Encourage your child to try some of these things, depending on their age, needs and home situation:
- Use visual reminders cards with words, symbols, pictures or photographs on, for routines to follow or equipment needed. An example could be a checklist on the front door with days of the week and equipment needed for each day.
 - Develop routines. Have set times for doing tasks, for example, always place the school bag in the same place or empty it as soon as your child gets home.
 - Use organiser boxes, one for each day of the week, where workbooks and homework are put once finished, ready for the next time they are needed.
 - Use feet shapes on the floor to show where shoes/boots are kept.
 - Ask classmates for help, for example, in checking that homework assignments have been noted, to remind your child about books or equipment needed.

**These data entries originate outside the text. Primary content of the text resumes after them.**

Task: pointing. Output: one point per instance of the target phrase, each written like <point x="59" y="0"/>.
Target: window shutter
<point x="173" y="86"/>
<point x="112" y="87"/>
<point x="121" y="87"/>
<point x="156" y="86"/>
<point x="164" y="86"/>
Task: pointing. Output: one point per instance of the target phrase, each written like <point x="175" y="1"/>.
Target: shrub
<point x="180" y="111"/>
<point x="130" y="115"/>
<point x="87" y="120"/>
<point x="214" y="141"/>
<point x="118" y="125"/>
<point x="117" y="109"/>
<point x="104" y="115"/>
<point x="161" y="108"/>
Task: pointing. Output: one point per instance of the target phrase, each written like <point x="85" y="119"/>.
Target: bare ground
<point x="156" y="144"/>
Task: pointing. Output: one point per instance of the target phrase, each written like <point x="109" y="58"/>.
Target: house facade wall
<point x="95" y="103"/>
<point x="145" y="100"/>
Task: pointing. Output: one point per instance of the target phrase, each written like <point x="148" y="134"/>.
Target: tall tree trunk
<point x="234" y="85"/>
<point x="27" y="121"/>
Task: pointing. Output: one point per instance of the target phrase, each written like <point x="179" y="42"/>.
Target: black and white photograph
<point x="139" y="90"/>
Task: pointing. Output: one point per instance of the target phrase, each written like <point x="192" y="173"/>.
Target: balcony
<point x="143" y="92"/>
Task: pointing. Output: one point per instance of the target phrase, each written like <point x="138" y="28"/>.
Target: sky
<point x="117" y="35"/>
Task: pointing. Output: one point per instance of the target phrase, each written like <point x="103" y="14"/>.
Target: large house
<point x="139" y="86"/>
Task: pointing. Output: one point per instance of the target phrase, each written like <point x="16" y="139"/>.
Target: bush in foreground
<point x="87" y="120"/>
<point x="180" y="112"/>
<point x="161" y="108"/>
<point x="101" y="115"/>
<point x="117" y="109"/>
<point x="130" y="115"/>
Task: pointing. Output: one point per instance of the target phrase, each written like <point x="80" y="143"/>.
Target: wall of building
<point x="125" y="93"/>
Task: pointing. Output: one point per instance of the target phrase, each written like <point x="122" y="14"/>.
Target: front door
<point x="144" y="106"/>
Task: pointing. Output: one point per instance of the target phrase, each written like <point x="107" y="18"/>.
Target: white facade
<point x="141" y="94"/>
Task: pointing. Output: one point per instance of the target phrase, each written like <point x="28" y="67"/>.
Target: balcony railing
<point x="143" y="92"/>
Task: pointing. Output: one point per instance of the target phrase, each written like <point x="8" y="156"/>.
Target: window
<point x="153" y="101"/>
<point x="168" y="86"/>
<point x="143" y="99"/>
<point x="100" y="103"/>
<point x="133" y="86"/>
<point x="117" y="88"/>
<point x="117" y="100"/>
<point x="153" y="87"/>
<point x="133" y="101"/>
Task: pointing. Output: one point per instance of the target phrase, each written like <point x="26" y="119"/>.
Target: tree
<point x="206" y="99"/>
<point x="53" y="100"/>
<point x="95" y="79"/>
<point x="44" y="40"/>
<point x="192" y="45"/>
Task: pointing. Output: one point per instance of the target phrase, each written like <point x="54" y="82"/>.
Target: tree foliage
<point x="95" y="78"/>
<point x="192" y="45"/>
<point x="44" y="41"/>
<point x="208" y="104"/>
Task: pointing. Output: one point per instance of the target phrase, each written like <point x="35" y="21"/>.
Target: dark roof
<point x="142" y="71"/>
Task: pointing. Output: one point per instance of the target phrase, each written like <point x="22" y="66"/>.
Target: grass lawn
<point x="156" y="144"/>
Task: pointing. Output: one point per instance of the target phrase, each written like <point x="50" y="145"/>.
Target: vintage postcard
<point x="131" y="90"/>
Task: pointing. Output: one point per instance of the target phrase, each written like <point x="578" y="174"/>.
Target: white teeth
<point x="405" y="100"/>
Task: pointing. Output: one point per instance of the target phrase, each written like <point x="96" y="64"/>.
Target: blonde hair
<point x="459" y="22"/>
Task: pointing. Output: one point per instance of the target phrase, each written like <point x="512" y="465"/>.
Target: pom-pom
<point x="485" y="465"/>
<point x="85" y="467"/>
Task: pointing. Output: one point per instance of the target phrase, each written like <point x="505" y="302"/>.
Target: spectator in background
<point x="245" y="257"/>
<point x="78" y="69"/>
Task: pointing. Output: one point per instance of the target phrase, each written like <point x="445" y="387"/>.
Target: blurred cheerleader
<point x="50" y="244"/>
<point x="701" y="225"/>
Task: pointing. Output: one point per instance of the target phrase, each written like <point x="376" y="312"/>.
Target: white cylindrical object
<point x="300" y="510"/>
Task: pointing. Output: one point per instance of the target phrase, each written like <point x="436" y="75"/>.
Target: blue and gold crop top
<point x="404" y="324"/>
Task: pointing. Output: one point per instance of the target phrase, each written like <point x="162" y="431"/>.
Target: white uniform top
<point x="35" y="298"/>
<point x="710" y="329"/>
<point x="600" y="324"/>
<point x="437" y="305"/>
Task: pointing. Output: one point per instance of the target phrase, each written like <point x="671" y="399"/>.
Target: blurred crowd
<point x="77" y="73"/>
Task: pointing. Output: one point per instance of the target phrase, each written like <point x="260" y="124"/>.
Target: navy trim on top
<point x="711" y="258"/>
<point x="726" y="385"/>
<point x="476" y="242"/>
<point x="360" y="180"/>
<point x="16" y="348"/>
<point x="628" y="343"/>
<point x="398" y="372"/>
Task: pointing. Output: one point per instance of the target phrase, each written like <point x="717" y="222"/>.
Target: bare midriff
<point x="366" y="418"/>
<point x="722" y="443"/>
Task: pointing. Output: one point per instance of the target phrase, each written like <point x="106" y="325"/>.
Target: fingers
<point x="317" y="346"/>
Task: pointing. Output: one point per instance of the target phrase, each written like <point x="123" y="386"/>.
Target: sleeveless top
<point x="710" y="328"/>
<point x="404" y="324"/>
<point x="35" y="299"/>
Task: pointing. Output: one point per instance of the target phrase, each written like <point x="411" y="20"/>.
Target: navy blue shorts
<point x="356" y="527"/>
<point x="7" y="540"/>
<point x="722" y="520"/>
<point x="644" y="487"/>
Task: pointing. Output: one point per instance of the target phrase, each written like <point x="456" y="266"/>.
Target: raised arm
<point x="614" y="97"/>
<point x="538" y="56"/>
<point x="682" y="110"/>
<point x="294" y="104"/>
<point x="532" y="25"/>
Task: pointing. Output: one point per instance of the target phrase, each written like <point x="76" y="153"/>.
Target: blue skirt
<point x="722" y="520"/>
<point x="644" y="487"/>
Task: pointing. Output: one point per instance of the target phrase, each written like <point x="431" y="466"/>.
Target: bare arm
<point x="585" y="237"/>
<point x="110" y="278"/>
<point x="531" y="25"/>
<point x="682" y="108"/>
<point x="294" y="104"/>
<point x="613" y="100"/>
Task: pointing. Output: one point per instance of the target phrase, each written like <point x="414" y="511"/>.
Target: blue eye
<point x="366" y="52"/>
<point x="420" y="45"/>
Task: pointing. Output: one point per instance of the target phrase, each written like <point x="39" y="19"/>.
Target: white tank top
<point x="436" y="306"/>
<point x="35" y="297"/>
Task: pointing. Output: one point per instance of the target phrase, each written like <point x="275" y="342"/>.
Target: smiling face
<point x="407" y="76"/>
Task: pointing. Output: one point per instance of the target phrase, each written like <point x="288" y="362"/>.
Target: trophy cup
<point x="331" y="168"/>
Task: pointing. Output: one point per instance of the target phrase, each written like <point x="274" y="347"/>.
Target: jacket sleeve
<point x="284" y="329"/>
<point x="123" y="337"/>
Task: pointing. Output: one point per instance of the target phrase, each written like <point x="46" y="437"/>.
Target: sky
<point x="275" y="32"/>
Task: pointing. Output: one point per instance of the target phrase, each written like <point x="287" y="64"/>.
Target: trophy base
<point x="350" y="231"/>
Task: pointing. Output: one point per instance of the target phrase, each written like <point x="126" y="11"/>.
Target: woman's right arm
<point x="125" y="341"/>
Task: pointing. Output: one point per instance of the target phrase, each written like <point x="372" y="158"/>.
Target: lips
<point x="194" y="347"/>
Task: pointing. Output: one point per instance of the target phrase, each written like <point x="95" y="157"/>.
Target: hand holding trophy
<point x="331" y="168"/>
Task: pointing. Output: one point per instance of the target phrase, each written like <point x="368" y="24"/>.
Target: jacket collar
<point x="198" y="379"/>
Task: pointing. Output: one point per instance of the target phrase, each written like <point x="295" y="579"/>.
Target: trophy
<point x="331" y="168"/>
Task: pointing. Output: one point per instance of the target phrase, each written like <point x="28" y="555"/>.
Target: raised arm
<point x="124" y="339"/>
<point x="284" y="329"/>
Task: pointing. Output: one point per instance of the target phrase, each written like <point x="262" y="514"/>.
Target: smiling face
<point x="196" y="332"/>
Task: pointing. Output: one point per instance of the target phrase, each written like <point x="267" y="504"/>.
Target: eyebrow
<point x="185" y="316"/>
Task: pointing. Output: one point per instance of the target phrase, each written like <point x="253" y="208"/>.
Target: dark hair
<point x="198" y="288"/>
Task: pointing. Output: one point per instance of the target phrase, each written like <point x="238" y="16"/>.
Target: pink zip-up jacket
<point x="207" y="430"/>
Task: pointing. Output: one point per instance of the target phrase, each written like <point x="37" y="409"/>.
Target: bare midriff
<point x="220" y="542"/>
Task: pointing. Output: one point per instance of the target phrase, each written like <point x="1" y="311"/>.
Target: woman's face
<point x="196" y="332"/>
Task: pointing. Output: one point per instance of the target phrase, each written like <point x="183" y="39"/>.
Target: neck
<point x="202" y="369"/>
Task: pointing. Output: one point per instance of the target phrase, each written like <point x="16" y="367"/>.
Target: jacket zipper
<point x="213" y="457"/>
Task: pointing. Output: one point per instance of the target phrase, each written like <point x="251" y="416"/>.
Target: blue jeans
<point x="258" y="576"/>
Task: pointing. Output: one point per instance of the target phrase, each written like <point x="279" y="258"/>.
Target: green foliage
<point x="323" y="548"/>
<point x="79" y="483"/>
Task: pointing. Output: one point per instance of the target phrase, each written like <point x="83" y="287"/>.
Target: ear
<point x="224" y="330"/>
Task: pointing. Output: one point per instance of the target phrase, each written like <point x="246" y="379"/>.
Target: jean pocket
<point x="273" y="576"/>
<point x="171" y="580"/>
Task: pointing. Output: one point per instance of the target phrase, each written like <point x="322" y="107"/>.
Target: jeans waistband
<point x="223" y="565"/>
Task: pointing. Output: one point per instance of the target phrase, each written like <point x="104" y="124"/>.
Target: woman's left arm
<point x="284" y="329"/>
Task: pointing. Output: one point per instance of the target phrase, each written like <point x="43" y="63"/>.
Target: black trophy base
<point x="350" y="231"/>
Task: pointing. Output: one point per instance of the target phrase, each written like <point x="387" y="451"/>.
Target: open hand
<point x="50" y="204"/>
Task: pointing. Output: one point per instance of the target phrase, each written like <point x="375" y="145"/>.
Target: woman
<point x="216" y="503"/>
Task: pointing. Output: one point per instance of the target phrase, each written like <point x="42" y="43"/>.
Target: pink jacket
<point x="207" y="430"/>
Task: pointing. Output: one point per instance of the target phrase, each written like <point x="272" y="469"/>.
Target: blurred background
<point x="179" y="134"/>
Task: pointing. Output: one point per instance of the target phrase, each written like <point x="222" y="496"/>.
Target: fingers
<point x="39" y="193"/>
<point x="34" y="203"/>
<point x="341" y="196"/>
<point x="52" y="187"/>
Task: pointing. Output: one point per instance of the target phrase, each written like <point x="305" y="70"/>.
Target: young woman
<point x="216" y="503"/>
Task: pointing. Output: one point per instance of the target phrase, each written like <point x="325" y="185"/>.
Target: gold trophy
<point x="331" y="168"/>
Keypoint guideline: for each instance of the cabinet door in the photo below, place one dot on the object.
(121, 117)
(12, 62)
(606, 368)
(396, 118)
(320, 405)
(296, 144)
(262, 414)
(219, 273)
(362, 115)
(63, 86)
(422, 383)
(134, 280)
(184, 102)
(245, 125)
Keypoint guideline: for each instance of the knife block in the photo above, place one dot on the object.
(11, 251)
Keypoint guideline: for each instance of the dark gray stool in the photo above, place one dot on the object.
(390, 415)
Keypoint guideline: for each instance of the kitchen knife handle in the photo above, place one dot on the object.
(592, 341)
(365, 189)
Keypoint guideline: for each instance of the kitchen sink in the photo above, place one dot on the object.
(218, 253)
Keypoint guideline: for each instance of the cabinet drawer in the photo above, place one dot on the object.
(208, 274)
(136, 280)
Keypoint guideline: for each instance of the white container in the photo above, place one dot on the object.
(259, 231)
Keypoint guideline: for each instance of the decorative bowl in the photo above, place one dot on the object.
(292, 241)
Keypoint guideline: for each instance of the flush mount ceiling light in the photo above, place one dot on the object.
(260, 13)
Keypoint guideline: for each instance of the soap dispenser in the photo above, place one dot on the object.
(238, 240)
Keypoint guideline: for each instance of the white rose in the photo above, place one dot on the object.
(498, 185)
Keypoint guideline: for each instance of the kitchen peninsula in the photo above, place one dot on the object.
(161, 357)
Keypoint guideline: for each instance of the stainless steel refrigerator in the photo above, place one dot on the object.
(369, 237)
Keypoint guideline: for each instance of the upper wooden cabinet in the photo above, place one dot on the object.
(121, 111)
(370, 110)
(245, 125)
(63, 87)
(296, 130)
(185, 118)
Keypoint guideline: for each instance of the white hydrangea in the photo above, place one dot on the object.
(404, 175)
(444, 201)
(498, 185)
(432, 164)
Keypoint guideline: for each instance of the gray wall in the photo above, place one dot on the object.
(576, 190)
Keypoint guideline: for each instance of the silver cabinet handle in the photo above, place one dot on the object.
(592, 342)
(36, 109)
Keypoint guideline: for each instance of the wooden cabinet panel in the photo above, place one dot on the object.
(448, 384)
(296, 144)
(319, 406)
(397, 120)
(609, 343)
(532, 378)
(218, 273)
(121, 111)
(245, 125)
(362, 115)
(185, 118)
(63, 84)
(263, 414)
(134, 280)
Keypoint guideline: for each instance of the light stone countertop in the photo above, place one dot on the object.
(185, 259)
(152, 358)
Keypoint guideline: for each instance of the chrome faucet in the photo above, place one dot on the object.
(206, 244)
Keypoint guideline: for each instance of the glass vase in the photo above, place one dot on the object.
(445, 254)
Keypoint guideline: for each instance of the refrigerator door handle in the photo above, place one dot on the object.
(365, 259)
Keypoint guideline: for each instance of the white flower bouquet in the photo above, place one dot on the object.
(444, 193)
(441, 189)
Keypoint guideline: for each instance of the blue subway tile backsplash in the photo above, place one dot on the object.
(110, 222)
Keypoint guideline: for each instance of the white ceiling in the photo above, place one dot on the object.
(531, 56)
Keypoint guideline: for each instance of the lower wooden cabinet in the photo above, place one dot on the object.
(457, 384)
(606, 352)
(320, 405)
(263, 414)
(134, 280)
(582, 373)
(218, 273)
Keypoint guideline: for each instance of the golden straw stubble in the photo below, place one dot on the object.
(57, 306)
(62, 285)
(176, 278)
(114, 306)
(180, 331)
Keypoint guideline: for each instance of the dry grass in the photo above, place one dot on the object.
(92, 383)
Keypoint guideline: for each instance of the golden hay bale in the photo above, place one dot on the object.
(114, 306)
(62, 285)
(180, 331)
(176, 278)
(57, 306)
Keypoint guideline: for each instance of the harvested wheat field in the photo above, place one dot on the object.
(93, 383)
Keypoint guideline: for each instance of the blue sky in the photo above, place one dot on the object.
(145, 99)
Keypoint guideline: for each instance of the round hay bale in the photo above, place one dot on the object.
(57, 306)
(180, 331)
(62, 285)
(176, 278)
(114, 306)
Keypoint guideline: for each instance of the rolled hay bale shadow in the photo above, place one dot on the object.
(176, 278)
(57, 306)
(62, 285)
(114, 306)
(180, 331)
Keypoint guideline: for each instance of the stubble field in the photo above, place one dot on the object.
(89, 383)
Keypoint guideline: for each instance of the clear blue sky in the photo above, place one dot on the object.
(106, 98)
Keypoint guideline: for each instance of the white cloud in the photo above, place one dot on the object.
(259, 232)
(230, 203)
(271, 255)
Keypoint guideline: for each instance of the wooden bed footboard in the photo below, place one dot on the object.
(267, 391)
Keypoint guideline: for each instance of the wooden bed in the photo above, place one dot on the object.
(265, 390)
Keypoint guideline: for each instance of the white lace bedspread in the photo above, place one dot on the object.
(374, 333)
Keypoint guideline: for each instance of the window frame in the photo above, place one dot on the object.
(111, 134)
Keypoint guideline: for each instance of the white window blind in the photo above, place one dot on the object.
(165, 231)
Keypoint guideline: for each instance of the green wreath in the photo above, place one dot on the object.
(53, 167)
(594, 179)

 - Divide longer projects into shorter steps, which can be listed, a timescale set and ticked off when done.
 - Learn time management methods, for example, set a time to finish a job, learn to prioritise and not get distracted or jump from one job to another.
 - Set reminders on the computer or phone, using post-its, messages on pin boards or dry wipe boards, notes in diaries or personal organisers or alarms on watches.
 - Use a plastic wallet where anything can be stored that needs to be dealt with, so it's all in one place.
 - Keep all current class work in one ring-binder to cut the need to remember several different books. Check first with your child's teachers, to see whether this fits with their systems.
 - Use highlighter pens to make important things stand out and use paper clips and staples to keep things together.
 - Colour-code equipment, books and other items with coloured stickers, and have a timetable showing the colour needed for a particular time, day or event.
 - Develop a homework timetable showing what time the homework will be done, how long it will take and when it needs to be submitted.
 - Talk through homework before starting it, to check your child understands what needs to be done. Find a quite place to do the homework, free from distractions.
 
Benefits
Explain the benefits of being organised to your child, including:
- more free time to do what they want to do
 - being able to relax and not worry about where things are and what still needs doing
 - achieving more, having better standards of work and future job options when they are grown-up
 - others not moaning or nagging at them.